Thursday, February 27, 2014
Here is one of those amazing moments of zen that illustrates why I write this blog. A couple weeks ago, having found myself without a Thursday blog again, I think, "Maybe I can just find something on my lunch break that I can put up." I go to Pickles Deli, because they have an amazing corned beef reuben, and I take a picture of this clock that hangs over their door. I love downtown building clocks. More than anything else they represent the heyday of "downtown" to me, when there were way more people working and shopping downtown. In the background you can see the old Railway Exchange building, which was the May Department Stores/Macy's building for a number of years and is now the home of T-Rex, among others.
As I'm waiting for my food, I Google 705 Olive Street Office Building and discover that I have never looked UP at this building from the Olive side. I always park on 7th or Locust and walk over. So I am sitting there, waiting for my sandwich, looking at a picture of the building I am in on Built St Louis, jaw on the floor. How have I never noticed how amazing this building is? Even more amazing, this is a Louis Sullivan design, and all we ever hear about is the Wainwright Building and Wainwright Mausoleum.

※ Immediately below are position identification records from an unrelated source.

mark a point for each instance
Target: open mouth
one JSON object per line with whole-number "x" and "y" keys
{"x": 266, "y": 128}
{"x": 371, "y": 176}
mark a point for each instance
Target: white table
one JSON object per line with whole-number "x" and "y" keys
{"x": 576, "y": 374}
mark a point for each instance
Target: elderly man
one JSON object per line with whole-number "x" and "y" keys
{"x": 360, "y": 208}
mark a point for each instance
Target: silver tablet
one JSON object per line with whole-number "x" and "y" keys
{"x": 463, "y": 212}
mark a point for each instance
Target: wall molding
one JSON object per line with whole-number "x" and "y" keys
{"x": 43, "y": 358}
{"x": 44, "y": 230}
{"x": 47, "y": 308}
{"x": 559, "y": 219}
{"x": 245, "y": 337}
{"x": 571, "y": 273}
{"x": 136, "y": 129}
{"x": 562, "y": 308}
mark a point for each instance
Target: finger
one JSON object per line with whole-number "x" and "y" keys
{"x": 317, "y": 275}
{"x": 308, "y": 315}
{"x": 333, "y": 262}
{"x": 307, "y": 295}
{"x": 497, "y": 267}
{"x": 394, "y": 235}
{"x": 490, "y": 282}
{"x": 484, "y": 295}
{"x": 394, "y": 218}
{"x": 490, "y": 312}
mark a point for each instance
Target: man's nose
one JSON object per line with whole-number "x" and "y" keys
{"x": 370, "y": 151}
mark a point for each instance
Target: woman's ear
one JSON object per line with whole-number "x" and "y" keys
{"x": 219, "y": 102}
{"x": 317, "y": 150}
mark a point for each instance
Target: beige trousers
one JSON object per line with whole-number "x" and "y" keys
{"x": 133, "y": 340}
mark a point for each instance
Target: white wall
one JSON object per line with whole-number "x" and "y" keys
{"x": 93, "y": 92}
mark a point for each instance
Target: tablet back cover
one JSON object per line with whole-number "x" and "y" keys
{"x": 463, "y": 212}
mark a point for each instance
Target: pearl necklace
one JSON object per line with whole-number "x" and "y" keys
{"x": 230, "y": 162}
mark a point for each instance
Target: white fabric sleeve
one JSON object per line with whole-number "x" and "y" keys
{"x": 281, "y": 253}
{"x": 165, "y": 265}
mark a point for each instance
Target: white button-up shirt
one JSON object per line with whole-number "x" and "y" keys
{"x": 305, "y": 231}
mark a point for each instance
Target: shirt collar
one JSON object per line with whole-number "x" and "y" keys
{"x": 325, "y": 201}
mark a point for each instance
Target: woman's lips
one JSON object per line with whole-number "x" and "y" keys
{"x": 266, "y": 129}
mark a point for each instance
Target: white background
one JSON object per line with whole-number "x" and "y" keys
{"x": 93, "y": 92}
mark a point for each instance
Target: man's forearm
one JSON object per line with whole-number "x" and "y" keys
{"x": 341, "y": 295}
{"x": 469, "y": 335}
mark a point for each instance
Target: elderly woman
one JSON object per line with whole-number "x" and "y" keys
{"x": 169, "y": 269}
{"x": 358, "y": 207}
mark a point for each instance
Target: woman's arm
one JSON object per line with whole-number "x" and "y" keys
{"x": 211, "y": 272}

So I run outside and put my sandwich in my purse and my tea on the ground to take pictures of this amazing building, and they suck. Unpublishable. So I set this aside for a week, and in the meantime I read B.E.L.T.'s blog about this building, and how you can get a better look at the lions from the parking garage across the street. A week later I find myself walking towards Pickles again, and detour to the parking garage. If you follow me on Instagram, leaning over the wall on level 9 is where I was when I said that I felt like my guts were inside out. But I did it! I got this awesome picture. And this is why I have a blog.
Tuesday, February 25, 2014
If you follow us over on Facebook, you know we have had a long running goal of getting to 1,000 fans, with the promise of "taking one for the team" and visiting the Precious Moments Chapel in Carthage, MO. I've known since the day I started this blog that I couldn't call myself a Missouri blogger without reporting on one of our most unusual attractions, so it became a running gag that I would have to "drag" Francis there, despite the fact that I wasn't terribly excited about going, myself.

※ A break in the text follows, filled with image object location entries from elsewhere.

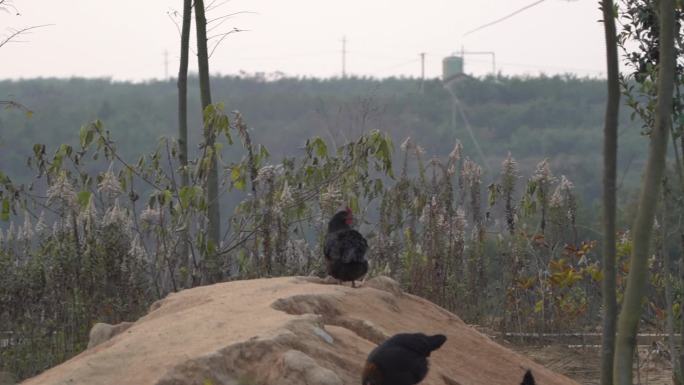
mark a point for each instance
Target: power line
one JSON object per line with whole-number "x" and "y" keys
{"x": 344, "y": 56}
{"x": 505, "y": 17}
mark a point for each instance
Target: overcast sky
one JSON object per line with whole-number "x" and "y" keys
{"x": 127, "y": 39}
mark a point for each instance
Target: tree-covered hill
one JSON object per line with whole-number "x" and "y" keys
{"x": 560, "y": 118}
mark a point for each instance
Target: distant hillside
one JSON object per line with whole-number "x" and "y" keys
{"x": 560, "y": 118}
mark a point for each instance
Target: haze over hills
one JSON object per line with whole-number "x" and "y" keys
{"x": 560, "y": 118}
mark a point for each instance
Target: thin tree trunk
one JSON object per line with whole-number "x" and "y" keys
{"x": 183, "y": 126}
{"x": 628, "y": 321}
{"x": 214, "y": 226}
{"x": 609, "y": 195}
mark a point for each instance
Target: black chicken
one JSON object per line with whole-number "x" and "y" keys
{"x": 345, "y": 249}
{"x": 528, "y": 379}
{"x": 401, "y": 360}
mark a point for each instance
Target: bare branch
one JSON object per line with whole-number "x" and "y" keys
{"x": 211, "y": 5}
{"x": 223, "y": 36}
{"x": 23, "y": 31}
{"x": 229, "y": 16}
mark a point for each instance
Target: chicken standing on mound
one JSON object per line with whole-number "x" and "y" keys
{"x": 345, "y": 249}
{"x": 528, "y": 379}
{"x": 401, "y": 360}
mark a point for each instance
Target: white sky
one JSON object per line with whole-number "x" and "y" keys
{"x": 126, "y": 39}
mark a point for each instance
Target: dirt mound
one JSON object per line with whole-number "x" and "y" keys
{"x": 286, "y": 331}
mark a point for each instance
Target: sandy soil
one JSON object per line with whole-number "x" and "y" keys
{"x": 287, "y": 331}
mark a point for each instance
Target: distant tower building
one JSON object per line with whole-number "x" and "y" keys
{"x": 452, "y": 67}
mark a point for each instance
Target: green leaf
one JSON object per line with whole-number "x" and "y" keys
{"x": 186, "y": 196}
{"x": 4, "y": 214}
{"x": 235, "y": 173}
{"x": 84, "y": 198}
{"x": 320, "y": 148}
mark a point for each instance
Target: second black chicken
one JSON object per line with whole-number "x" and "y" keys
{"x": 345, "y": 249}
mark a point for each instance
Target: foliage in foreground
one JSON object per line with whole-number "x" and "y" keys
{"x": 102, "y": 246}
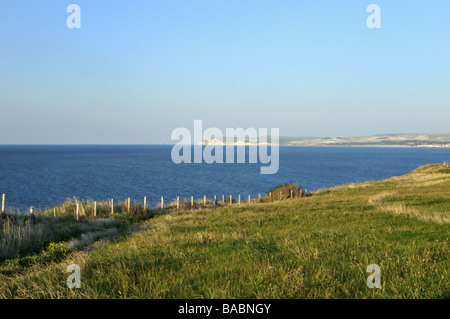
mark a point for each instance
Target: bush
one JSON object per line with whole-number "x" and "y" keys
{"x": 284, "y": 191}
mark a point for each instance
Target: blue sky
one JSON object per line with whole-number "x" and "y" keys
{"x": 136, "y": 70}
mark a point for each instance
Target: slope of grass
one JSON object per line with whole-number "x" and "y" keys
{"x": 310, "y": 247}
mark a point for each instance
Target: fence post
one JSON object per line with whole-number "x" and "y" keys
{"x": 3, "y": 203}
{"x": 31, "y": 218}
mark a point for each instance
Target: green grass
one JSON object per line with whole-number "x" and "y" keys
{"x": 310, "y": 247}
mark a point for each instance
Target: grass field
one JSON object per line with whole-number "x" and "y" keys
{"x": 310, "y": 247}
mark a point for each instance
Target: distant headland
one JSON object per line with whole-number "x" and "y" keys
{"x": 438, "y": 140}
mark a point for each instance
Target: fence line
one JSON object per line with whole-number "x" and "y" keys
{"x": 162, "y": 206}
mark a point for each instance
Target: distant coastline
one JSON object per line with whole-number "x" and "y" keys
{"x": 428, "y": 140}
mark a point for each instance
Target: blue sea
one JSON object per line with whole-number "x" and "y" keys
{"x": 43, "y": 175}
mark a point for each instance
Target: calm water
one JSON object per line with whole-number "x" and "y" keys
{"x": 43, "y": 176}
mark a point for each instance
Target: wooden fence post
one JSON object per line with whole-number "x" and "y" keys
{"x": 31, "y": 218}
{"x": 3, "y": 203}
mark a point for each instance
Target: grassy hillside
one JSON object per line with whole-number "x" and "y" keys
{"x": 310, "y": 247}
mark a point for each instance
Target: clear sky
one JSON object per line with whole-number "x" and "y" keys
{"x": 136, "y": 70}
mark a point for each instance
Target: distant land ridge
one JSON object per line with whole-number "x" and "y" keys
{"x": 379, "y": 140}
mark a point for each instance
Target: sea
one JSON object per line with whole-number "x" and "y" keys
{"x": 46, "y": 175}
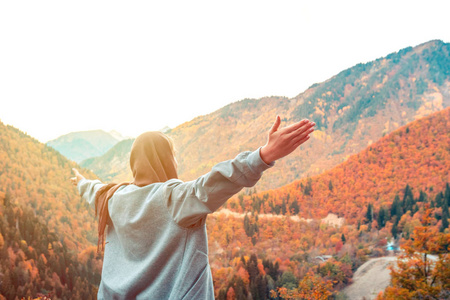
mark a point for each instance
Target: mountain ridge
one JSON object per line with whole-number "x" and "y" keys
{"x": 352, "y": 109}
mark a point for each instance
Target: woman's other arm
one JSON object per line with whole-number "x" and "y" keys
{"x": 86, "y": 188}
{"x": 190, "y": 202}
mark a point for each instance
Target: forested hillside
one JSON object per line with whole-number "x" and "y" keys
{"x": 47, "y": 232}
{"x": 380, "y": 195}
{"x": 352, "y": 110}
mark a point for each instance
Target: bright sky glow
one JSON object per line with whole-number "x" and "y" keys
{"x": 134, "y": 66}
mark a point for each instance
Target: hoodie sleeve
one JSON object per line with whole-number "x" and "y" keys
{"x": 88, "y": 189}
{"x": 190, "y": 202}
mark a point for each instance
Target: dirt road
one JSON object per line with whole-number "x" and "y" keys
{"x": 370, "y": 279}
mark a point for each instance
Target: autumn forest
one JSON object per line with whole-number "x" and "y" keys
{"x": 374, "y": 182}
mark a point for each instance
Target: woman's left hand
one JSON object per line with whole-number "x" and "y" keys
{"x": 77, "y": 177}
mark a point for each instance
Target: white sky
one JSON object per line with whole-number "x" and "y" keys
{"x": 134, "y": 66}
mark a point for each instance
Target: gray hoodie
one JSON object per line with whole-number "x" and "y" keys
{"x": 156, "y": 243}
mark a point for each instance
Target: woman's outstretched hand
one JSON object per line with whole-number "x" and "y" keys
{"x": 77, "y": 177}
{"x": 282, "y": 142}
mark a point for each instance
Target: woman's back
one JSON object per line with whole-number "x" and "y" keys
{"x": 147, "y": 254}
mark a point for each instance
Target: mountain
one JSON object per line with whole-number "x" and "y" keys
{"x": 416, "y": 155}
{"x": 352, "y": 110}
{"x": 81, "y": 145}
{"x": 113, "y": 165}
{"x": 330, "y": 224}
{"x": 47, "y": 233}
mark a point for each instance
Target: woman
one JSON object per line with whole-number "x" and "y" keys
{"x": 156, "y": 244}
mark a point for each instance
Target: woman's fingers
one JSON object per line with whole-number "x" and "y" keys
{"x": 275, "y": 125}
{"x": 296, "y": 126}
{"x": 307, "y": 128}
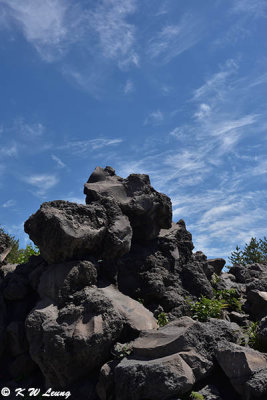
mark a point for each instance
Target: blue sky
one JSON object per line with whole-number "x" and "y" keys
{"x": 175, "y": 89}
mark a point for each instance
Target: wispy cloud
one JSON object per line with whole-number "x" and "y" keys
{"x": 42, "y": 182}
{"x": 203, "y": 111}
{"x": 58, "y": 161}
{"x": 116, "y": 35}
{"x": 43, "y": 24}
{"x": 9, "y": 203}
{"x": 10, "y": 150}
{"x": 174, "y": 39}
{"x": 83, "y": 146}
{"x": 154, "y": 118}
{"x": 255, "y": 8}
{"x": 215, "y": 85}
{"x": 29, "y": 130}
{"x": 129, "y": 87}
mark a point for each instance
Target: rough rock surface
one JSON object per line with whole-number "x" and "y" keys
{"x": 5, "y": 246}
{"x": 246, "y": 368}
{"x": 65, "y": 231}
{"x": 147, "y": 209}
{"x": 82, "y": 316}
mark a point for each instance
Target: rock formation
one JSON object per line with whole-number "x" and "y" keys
{"x": 85, "y": 315}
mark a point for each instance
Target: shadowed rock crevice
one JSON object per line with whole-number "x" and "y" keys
{"x": 105, "y": 310}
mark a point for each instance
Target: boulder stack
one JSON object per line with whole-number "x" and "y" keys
{"x": 88, "y": 314}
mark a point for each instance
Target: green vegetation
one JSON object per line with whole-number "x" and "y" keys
{"x": 205, "y": 308}
{"x": 251, "y": 336}
{"x": 254, "y": 252}
{"x": 121, "y": 350}
{"x": 196, "y": 396}
{"x": 17, "y": 255}
{"x": 162, "y": 319}
{"x": 230, "y": 297}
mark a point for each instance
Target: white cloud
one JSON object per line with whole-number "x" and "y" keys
{"x": 255, "y": 8}
{"x": 54, "y": 26}
{"x": 154, "y": 118}
{"x": 59, "y": 162}
{"x": 203, "y": 111}
{"x": 173, "y": 40}
{"x": 43, "y": 23}
{"x": 116, "y": 35}
{"x": 9, "y": 150}
{"x": 9, "y": 203}
{"x": 43, "y": 182}
{"x": 215, "y": 85}
{"x": 31, "y": 131}
{"x": 83, "y": 146}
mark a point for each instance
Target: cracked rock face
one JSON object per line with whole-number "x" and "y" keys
{"x": 65, "y": 231}
{"x": 82, "y": 316}
{"x": 148, "y": 210}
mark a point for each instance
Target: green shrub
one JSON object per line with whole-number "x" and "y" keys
{"x": 26, "y": 253}
{"x": 196, "y": 396}
{"x": 205, "y": 308}
{"x": 162, "y": 319}
{"x": 254, "y": 252}
{"x": 251, "y": 336}
{"x": 121, "y": 350}
{"x": 17, "y": 255}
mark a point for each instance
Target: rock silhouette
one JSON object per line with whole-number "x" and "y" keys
{"x": 84, "y": 316}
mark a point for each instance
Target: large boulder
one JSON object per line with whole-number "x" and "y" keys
{"x": 3, "y": 316}
{"x": 166, "y": 363}
{"x": 246, "y": 368}
{"x": 67, "y": 231}
{"x": 148, "y": 210}
{"x": 249, "y": 273}
{"x": 75, "y": 337}
{"x": 262, "y": 332}
{"x": 71, "y": 342}
{"x": 257, "y": 304}
{"x": 164, "y": 272}
{"x": 157, "y": 379}
{"x": 59, "y": 281}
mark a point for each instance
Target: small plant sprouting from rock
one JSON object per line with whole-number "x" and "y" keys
{"x": 205, "y": 308}
{"x": 215, "y": 279}
{"x": 196, "y": 396}
{"x": 121, "y": 350}
{"x": 162, "y": 319}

I started to write this blog by saying that we had been 80% swayed by our visit to the Chapel. As we drove out of Carthage, we talked about Samuel Butcher's religious devotion and how, while we are not religious people, we appreciate good works no matter the motivation or inspiration. The Precious Moments Chapel Park describes him everywhere as a devout, charitable family man who built the Chapel as a gift to God (despite there being donation boxes every 10 feet - we are used to this in any roadside attraction). I think there was something about an orphanage in the Philippines built by the company, and many of the murals had tributes to friends and family who have died. It's all just very bland, non-threatening, and generically religious.
You don't find many people who are ambivalent about Precious Moments. You have the dedicated collectors and fans, who usually feel that this art has touched their life in some way, and then you have the people who react to these figurines with a visceral hatred, much like people who have a clown phobia. What is unfortunate is that neither side really understands the other, which is why that fireman above, inspired by the Oklahoma City bombing, is still standing at the Chapel despite the fact that the parents of the dead children were horrified and offended by it and the figurine never went to market.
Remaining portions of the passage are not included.